Clayton’s eyes tightened, and he opened his mouth to say something, but Tobias paced in front of her and blocked her view completely.
Keeping the gun angled away from him, she shoved his furry side with her elbow. “I’m okay. Move.” He did by inches, so she aimed her rifle in Clayton’s direction again and said, “Here is how this is going to go down. I’m not coming with you. I’m never going back to Perl, and if you’re here on a kill mission, well, you’re shit out of luck on that one, too.”
“You’re dangerous out here on your own.”
“I’m not on my own.” She twitched her head toward Tobias and Link. “I have them watching out for me. And I’m not leaving here until I have full control over my Changes and my animal, so all of your arguments won’t hold up here. You want me to do your dirty work and discover your cure? I can’t do anything about the McCalls, and I’m tired of using my medicine on shifters who don’t want it.”
“The misfits need to be contained—”
“Says you, you controlling freak! Despite you withholding supplies, they’ve done just fine on Perl for the last month without being medicated. And I can tell you right now, suppressing animals for too long will make them unmanageable.”
“You’re going to ruin my boys.”
“You ruined your boys, Mr. Silver. You did. You raised them poorly. My decision to help them avoid hibernation won’t ruin them. Their baggage is on you being a shit father.

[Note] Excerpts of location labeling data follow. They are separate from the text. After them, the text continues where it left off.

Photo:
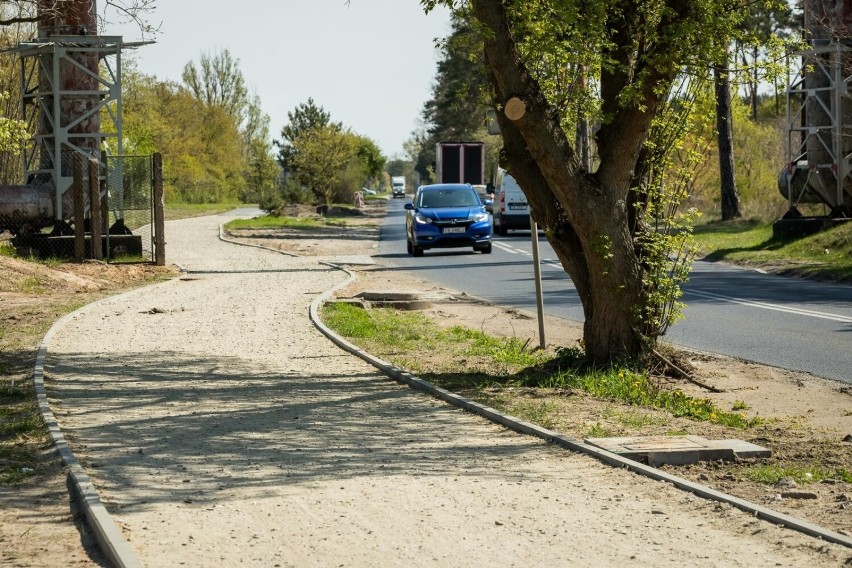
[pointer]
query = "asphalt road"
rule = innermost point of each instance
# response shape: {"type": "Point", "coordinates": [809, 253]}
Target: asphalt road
{"type": "Point", "coordinates": [785, 322]}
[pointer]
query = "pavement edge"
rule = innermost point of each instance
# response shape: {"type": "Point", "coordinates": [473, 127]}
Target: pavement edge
{"type": "Point", "coordinates": [107, 534]}
{"type": "Point", "coordinates": [566, 442]}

I mean, look at you. Look! You are here to hurt your son’s mate. How do you think he’ll feel when you take me away or hurt me? Have you thought about him at all? On your journey here, did you ever once stop and think about what it would do to your son to have to fight his father to keep his mate safe? You’ve dug yourself into a hole that is deep and dark, mister. Hurt me, and you’ll drag your son into that same fate. I’m no threat to you or any other humans. I’m here rehabilitating, you unobservant taint-bucket. I didn’t escape Perl to terrorize the humans. I escaped to try and build a life. Now, be a good father for once in your miserable life and let Tobias be happy.”